A fourth way of spreading the word was actually by the ecosystem itself. Some startups encouraged other startups in their own networks to participate the Scale-up Challenge event.
At the event, the start-ups listened to SRH’s presentation that described in detail its pain points in the risk assessment process. Then they had 10 days to submit a short application that briefly described their capabilities, prior projects, and what they would need from Sopra Steria to help the client. Eight start-ups submitted applications, from which Sopra Steria selected three finalists.
Step 3: Match with partners ready to cross the divide.
One common mistake that partners make is assuming they will work well together based on the expected synergies, without fully considering cultural, operational, and knowledge divides that may be profound. Successful partnerships address not only the capability needs but also how to bridge their differences.
When looking for the winner among the three candidates, Sopra Steria Scale up evaluated both the start-ups’ technical solutions as well as their likely fit with SRH, an important factor given the inevitable differences in culture and workplace practices. SRH’s culture and workplace context, was evaluated through a “start-up readiness” questionnaire. Sopra Steria also assessed the “corporate readiness” of each of start-up applicants through the questionnaires and the interviews.
The winner, a start-up called “Nordic Analysis” stood out for two reasons. First it had the right expertise. It already developed a cloud-based solution for managing structured information from unstructured sources. Second, it gave an impression of being the most willing to adapt to the needs of the public sector client and bridge the organizational and cultural challenges.
Step 4: Contract for success.
Usually partners spend a long time devising complex contracts to guide collaboration. As they argue for splitting the value that is not yet created, they risk destroying trust and undermine the project.

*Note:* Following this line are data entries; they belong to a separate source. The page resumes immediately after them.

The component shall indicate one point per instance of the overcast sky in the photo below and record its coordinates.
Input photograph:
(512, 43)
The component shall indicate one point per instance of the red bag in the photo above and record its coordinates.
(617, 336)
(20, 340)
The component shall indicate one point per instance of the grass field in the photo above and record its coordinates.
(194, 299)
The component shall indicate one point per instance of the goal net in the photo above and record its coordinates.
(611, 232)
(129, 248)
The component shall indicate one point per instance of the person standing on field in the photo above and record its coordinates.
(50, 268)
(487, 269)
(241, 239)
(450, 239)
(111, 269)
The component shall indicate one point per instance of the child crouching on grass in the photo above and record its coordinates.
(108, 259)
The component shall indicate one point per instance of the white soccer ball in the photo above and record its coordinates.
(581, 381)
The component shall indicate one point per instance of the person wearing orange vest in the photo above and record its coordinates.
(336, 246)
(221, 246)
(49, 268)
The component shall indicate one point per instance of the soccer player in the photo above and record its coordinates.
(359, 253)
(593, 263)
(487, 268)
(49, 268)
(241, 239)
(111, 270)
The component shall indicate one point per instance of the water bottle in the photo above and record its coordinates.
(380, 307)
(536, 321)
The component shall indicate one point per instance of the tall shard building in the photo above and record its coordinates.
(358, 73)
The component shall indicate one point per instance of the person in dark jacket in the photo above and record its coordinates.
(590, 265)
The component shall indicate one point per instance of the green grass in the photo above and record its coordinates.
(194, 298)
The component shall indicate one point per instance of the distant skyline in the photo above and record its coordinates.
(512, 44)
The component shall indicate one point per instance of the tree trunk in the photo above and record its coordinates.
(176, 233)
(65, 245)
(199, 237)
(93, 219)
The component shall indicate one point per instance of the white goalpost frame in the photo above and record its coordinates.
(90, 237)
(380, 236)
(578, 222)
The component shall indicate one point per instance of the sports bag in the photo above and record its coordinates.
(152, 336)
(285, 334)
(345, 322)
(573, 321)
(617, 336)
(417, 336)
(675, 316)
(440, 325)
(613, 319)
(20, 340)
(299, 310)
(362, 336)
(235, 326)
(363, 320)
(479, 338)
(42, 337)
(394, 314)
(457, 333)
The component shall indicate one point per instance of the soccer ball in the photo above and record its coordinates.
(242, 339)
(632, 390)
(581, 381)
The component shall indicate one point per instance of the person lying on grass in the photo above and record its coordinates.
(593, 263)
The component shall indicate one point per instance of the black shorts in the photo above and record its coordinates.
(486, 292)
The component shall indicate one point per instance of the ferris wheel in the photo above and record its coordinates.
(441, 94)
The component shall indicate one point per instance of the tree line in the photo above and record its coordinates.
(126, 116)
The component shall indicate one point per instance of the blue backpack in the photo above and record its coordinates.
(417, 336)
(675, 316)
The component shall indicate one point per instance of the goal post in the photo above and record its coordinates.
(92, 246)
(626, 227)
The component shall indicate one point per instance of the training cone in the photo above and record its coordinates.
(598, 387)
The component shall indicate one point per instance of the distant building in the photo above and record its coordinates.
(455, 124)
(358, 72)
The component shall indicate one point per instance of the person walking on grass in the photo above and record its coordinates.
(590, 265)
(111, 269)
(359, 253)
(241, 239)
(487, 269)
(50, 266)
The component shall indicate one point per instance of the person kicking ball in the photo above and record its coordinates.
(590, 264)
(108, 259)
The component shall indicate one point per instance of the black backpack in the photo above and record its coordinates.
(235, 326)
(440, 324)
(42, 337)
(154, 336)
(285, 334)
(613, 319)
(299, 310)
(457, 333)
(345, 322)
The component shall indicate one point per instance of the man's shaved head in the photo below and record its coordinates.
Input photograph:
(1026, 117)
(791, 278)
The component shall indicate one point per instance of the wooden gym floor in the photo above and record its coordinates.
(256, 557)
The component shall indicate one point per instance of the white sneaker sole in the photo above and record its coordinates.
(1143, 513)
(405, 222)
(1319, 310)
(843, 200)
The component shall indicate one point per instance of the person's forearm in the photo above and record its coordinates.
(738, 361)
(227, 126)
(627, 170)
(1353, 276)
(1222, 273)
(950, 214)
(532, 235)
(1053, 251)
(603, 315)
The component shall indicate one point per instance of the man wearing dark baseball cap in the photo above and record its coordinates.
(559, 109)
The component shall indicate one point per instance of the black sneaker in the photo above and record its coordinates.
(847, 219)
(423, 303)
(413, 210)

In our case, the contract was developed in two steps. First, the partners developed a “simple initial contract” with the goal to deliver a minimum viable product (MVP). The contract defined the roles, partners’ contributions and project milestones; it specified that the business model and the sharing of future revenues would be decided later. The contract helped partners build trust because it described an equal three-way partnership where they each agreed to contribute a third of the time and cost.
Once the MVP was produced, the partners then expanded the simple initial contract by agreeing on the business model. They agreed to recoup their investment by selling licenses to other hospitals.
The resulting solution from this collaboration was a cloud-based structured process for medical equipment risk evaluation, which can link to existing processes in other healthcare centers. This means that if a security advisor in an SRH hospital wants to evaluate a lung ventilator that has already been evaluated by an advisor in a different SRH hospital, they can reuse parts of the other hospital’s assessments. The improved structuring of the risk assessment process plus the opportunity to share assessments speeded up the time needed to approve the use new equipment by an estimated 20-30%, which means that the equipment could be more quickly deployed.
The four-step approach that that we’ve described is replicable across many types of project, and each time a firm goes through the process it grows and strengthens its ecosystem.